Secretary of State for Work and Pensions v AE (BB): [2025] UKUT 186 (AAC)
Upper Tribunal Administrative Appeals Chamber decision by Judge Wright on 5 June 2025.
Read the full decision in .
Judicial Summary
This is a decision about the legal effect of a decision by His Majesty’s Revenue and Customs (HMRC) to terminate the claimant’s award of child benefit (CB) and how that then affected the claimant’s entitlement to widowed parent’s allowance (WPA). It is a condition of entitlement to WPA that the claimant is entitled to CB. The Secretary of State for Work and Pensions is responsible for WPA. Her office in the Department for Work and Pensions only found out two years later that the claimant’s award of CB had been terminated in July 2019. The Secretary of State decided (i) that the claimant had been overpaid the WPA for over two years from July 2019 and (ii) that overpayment was recoverable from the claimant because he had failed to disclose that his award of CB had ended in July 2019. The First-tier Tribunal (FTT) allowed the appeals on the basis that the claimant had remained entitled to CB from July 2019 and so no overpayment arose. The FTT did so because it considered that although the claimant was not in receipt of CB from July 2019, he continued to meet all the conditions of entitlement to CB from that date.

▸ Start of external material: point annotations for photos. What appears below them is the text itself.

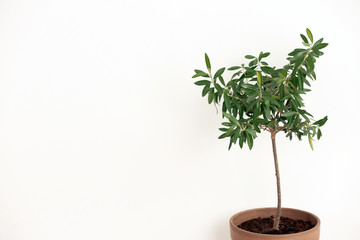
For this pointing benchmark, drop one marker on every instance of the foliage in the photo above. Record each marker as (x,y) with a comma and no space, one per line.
(259,97)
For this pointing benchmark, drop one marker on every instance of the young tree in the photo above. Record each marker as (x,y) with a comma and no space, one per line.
(259,97)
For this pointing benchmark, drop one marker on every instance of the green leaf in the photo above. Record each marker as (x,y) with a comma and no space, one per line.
(310,142)
(304,38)
(211,95)
(207,61)
(219,72)
(308,32)
(267,70)
(321,122)
(251,132)
(260,120)
(320,46)
(224,135)
(205,90)
(218,88)
(202,82)
(231,118)
(227,102)
(222,80)
(265,54)
(319,134)
(258,78)
(249,57)
(234,68)
(289,114)
(250,141)
(200,74)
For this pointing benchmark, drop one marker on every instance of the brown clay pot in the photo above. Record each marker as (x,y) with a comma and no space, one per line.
(240,234)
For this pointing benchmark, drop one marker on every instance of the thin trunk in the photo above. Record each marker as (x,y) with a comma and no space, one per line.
(278,210)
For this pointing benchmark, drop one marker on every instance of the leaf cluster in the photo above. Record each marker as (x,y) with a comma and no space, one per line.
(260,97)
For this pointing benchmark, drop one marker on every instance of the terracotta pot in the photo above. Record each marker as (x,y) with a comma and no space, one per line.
(240,234)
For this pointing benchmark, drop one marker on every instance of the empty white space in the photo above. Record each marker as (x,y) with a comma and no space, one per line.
(103,134)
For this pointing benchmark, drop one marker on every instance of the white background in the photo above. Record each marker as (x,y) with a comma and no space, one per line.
(103,134)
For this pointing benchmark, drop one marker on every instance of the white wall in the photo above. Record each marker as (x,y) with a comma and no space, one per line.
(103,134)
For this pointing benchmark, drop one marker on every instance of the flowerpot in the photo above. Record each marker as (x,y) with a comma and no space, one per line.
(240,234)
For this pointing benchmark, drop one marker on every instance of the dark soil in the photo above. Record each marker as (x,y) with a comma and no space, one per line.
(286,226)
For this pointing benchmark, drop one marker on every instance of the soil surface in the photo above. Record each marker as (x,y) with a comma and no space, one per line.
(286,226)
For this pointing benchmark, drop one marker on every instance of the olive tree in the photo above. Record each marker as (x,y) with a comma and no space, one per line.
(260,97)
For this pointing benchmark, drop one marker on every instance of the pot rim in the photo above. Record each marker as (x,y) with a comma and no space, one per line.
(235,228)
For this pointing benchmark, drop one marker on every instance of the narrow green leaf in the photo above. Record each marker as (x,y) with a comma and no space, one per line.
(207,61)
(308,32)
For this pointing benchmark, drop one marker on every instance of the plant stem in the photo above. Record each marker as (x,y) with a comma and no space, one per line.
(278,210)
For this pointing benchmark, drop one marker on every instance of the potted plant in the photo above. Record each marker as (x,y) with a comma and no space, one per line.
(262,98)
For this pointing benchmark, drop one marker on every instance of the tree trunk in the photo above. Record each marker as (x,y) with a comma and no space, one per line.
(278,210)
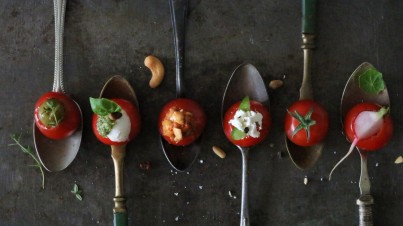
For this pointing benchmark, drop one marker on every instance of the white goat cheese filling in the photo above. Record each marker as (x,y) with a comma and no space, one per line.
(121,130)
(251,120)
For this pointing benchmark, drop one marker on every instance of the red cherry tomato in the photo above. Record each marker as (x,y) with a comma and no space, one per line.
(192,126)
(135,122)
(317,130)
(248,140)
(70,121)
(376,141)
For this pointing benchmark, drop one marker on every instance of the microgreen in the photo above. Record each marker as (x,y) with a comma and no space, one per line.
(305,122)
(27,150)
(103,106)
(371,81)
(77,192)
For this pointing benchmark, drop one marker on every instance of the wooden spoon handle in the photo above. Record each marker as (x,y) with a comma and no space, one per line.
(119,211)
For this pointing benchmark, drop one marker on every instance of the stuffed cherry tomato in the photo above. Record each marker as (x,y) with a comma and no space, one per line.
(57,116)
(379,138)
(306,123)
(115,121)
(181,121)
(246,123)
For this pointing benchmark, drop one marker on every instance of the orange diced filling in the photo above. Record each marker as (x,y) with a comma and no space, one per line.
(177,124)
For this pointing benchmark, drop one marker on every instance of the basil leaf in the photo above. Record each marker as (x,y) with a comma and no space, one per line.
(245,104)
(371,81)
(103,106)
(237,134)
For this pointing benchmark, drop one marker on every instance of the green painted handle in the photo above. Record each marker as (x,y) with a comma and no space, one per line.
(308,16)
(120,219)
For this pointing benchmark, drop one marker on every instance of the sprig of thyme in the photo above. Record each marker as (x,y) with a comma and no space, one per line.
(27,150)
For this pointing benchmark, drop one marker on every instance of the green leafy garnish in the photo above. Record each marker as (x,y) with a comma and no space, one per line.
(103,106)
(371,81)
(51,112)
(237,134)
(105,125)
(245,104)
(77,192)
(27,150)
(305,122)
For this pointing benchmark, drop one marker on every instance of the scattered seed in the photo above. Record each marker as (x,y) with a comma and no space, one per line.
(399,160)
(218,151)
(275,84)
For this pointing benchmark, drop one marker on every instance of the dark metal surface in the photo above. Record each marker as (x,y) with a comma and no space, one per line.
(103,38)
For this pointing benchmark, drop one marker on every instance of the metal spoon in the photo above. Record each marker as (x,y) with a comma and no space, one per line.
(353,95)
(244,81)
(56,155)
(180,158)
(118,87)
(306,157)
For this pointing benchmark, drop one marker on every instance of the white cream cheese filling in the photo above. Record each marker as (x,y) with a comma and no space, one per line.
(248,119)
(121,130)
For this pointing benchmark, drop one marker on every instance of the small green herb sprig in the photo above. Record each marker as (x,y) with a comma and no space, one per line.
(77,192)
(27,150)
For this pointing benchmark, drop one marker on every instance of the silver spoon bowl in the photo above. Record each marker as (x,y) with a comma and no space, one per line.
(244,81)
(56,155)
(353,95)
(119,88)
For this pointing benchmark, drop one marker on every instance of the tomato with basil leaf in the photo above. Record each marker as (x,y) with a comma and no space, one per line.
(56,115)
(383,126)
(246,123)
(306,123)
(181,121)
(115,121)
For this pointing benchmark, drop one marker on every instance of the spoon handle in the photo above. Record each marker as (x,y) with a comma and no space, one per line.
(178,9)
(365,203)
(60,10)
(308,37)
(119,211)
(244,201)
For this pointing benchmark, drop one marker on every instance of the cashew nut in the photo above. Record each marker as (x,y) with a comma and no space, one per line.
(157,70)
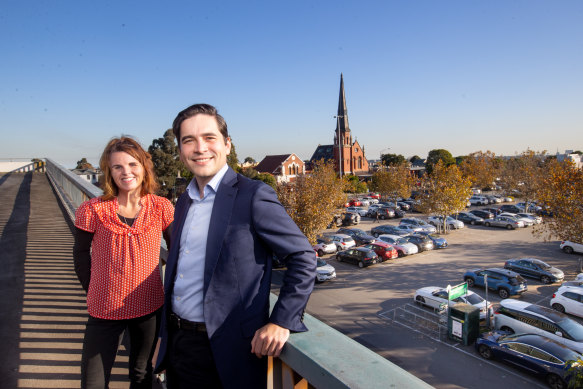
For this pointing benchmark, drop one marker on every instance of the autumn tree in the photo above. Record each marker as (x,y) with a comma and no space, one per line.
(437,155)
(392,159)
(311,200)
(393,182)
(481,168)
(445,191)
(523,174)
(561,194)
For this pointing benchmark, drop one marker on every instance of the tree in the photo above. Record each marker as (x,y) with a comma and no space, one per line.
(561,194)
(481,168)
(437,155)
(445,191)
(312,200)
(392,159)
(523,174)
(232,159)
(396,181)
(83,164)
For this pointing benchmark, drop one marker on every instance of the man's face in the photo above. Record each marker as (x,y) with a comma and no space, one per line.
(203,148)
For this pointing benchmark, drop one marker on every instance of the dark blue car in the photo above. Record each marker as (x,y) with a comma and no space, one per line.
(537,354)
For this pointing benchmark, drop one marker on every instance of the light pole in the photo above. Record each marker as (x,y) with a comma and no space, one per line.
(340,144)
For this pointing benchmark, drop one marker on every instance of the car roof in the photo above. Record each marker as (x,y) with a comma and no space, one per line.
(544,343)
(538,310)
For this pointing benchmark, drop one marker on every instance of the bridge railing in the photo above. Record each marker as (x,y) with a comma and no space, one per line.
(320,358)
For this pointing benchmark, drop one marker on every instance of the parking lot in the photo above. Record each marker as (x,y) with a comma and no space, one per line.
(375,306)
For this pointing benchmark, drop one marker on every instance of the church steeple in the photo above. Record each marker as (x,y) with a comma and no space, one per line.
(342,111)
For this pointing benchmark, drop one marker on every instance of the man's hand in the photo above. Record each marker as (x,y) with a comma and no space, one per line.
(269,340)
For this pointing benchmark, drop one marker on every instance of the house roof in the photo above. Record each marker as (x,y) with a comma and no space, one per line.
(271,163)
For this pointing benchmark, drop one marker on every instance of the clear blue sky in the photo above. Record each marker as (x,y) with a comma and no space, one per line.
(497,75)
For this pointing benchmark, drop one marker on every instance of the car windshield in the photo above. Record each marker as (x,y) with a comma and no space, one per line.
(474,299)
(572,328)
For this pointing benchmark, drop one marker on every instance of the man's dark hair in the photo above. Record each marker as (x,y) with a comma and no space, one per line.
(196,109)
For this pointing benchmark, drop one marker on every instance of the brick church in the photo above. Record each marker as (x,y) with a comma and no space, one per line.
(348,156)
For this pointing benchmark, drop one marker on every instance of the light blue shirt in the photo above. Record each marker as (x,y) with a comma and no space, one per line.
(187,296)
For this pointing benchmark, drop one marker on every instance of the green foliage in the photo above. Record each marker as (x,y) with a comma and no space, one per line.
(312,200)
(445,191)
(83,164)
(392,159)
(167,165)
(437,155)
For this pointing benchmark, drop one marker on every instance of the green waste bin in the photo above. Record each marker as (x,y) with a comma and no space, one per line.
(463,323)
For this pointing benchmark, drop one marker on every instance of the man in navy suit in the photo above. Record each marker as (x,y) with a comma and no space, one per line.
(216,328)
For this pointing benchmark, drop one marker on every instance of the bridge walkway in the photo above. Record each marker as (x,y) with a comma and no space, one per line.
(42,310)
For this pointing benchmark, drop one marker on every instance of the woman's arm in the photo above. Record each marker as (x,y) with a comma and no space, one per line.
(82,256)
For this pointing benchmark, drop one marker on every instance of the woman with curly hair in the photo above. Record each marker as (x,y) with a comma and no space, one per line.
(116,256)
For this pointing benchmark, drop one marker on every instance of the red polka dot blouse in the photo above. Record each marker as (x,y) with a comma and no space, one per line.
(125,276)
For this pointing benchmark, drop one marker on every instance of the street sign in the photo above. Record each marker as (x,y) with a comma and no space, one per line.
(457,291)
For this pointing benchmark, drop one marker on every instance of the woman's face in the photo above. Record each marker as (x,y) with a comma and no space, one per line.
(126,171)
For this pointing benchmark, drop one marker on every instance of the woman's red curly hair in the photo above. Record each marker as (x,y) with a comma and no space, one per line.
(132,147)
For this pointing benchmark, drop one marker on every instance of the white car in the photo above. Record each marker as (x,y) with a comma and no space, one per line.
(401,245)
(452,223)
(520,317)
(324,271)
(535,218)
(571,247)
(325,245)
(525,220)
(568,299)
(342,241)
(359,210)
(436,297)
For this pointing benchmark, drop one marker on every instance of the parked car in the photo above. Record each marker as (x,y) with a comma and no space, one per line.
(358,255)
(324,271)
(359,236)
(493,211)
(536,354)
(568,299)
(483,214)
(505,222)
(452,224)
(535,268)
(510,208)
(324,245)
(342,241)
(535,218)
(468,218)
(361,211)
(413,221)
(478,200)
(422,242)
(387,229)
(505,282)
(438,243)
(436,297)
(384,250)
(403,247)
(519,317)
(525,221)
(571,247)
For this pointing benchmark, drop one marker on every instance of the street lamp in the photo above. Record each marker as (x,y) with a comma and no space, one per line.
(340,144)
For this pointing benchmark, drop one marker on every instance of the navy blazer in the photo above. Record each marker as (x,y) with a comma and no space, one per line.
(248,224)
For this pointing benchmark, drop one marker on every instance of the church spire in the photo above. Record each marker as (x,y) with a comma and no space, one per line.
(342,111)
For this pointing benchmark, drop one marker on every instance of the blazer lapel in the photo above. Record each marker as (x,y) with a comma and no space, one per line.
(220,218)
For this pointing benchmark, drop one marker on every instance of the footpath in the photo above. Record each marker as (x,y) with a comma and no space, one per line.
(42,309)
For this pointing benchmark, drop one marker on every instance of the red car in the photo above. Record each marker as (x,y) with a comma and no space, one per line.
(384,250)
(354,203)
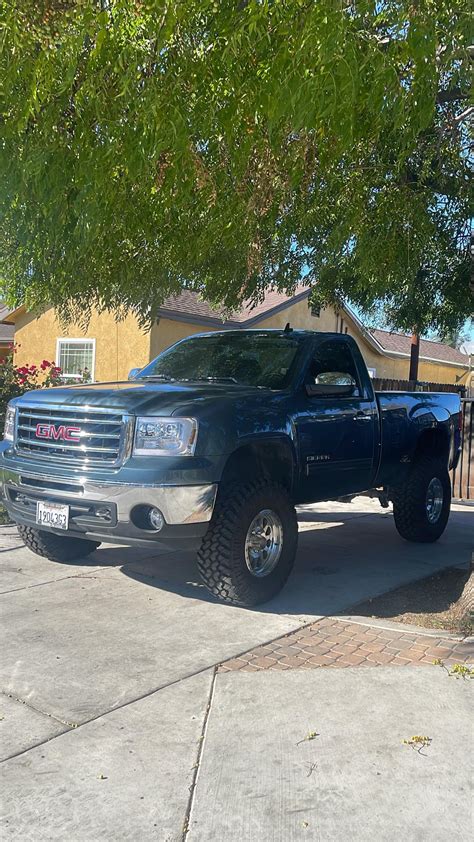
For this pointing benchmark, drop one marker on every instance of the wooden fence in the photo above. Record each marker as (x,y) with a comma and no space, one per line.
(463,476)
(382,384)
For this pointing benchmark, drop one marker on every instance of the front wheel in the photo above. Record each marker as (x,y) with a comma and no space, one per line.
(421,506)
(249,549)
(56,547)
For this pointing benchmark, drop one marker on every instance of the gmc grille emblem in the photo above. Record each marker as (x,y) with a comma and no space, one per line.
(58,433)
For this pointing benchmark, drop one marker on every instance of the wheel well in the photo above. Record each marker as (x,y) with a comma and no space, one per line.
(433,443)
(271,460)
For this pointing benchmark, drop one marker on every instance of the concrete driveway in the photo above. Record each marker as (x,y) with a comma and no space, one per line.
(109,686)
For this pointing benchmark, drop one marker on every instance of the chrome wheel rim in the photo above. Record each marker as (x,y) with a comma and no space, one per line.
(434,500)
(263,543)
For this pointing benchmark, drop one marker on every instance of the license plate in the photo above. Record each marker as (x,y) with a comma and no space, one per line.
(52,514)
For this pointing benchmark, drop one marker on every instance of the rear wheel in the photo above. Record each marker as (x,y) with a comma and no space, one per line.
(249,549)
(421,506)
(56,547)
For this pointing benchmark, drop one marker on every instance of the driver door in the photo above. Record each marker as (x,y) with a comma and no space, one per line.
(337,427)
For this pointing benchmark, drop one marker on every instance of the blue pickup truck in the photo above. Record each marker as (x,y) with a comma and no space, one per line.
(212,445)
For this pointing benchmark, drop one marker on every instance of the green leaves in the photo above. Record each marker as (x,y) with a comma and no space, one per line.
(231,147)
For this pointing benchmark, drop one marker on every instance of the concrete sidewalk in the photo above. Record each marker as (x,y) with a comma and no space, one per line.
(112,704)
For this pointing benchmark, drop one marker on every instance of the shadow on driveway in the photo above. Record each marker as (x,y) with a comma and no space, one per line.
(343,558)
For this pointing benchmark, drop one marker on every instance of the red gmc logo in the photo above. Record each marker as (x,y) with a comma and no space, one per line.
(58,433)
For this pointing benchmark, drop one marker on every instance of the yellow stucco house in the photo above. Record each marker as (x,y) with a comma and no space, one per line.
(109,349)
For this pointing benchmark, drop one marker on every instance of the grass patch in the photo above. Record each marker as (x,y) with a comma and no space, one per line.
(430,602)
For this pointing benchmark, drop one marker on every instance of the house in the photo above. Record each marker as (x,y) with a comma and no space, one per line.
(109,349)
(6,333)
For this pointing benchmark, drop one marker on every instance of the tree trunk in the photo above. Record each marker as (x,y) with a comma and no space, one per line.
(414,356)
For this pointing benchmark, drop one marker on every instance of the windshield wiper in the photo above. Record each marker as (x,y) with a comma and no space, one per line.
(209,380)
(161,377)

The Upper Tribunal allows the Secretary of State’s appeal, sets aside the FTT’s decision, and restores the Secretary of State’s decision about whether the claimant had been overpaid WPA. The effect of HMRC’s termination decision was to supersede and bring to an end, with effect from July 2019, the decision that had awarded the claimant CB. As the decision which had found the claimant was entitled to CB, and so had awarded that benefit, had been superseded by HMRC’s July 2019 termination decision, and the claimant had not appealed that supersession decision, the sole basis on which the claimant could regain his entitlement to CB from July 2019 was if he made a fresh claim for CB which covered the period from July 2019, a claim being one of the conditions of entitlement to CB. However, the claimant did not make a further claim for CB until 20 January 2022. That claim was successful but the award on that claim could only take effect from 25 October 2021. The claimant therefore had no entitlement to CB between 29 July 2019 and 24 October 2021, and the FTT had erred in law in concluding otherwise. Its distinction between ‘receipt’ and ‘entitlement’ was irrelevant and wrong on the facts of the case, and it had failed to understand both the legal effect of the decision terminating the award of CB and the consequence the lack of a claim for the relevant period had in respect of entitlement to CB for that period. Whether the overpayment was in law recoverable from the claimant for failure to disclose is remitted to a fresh FTT to decide.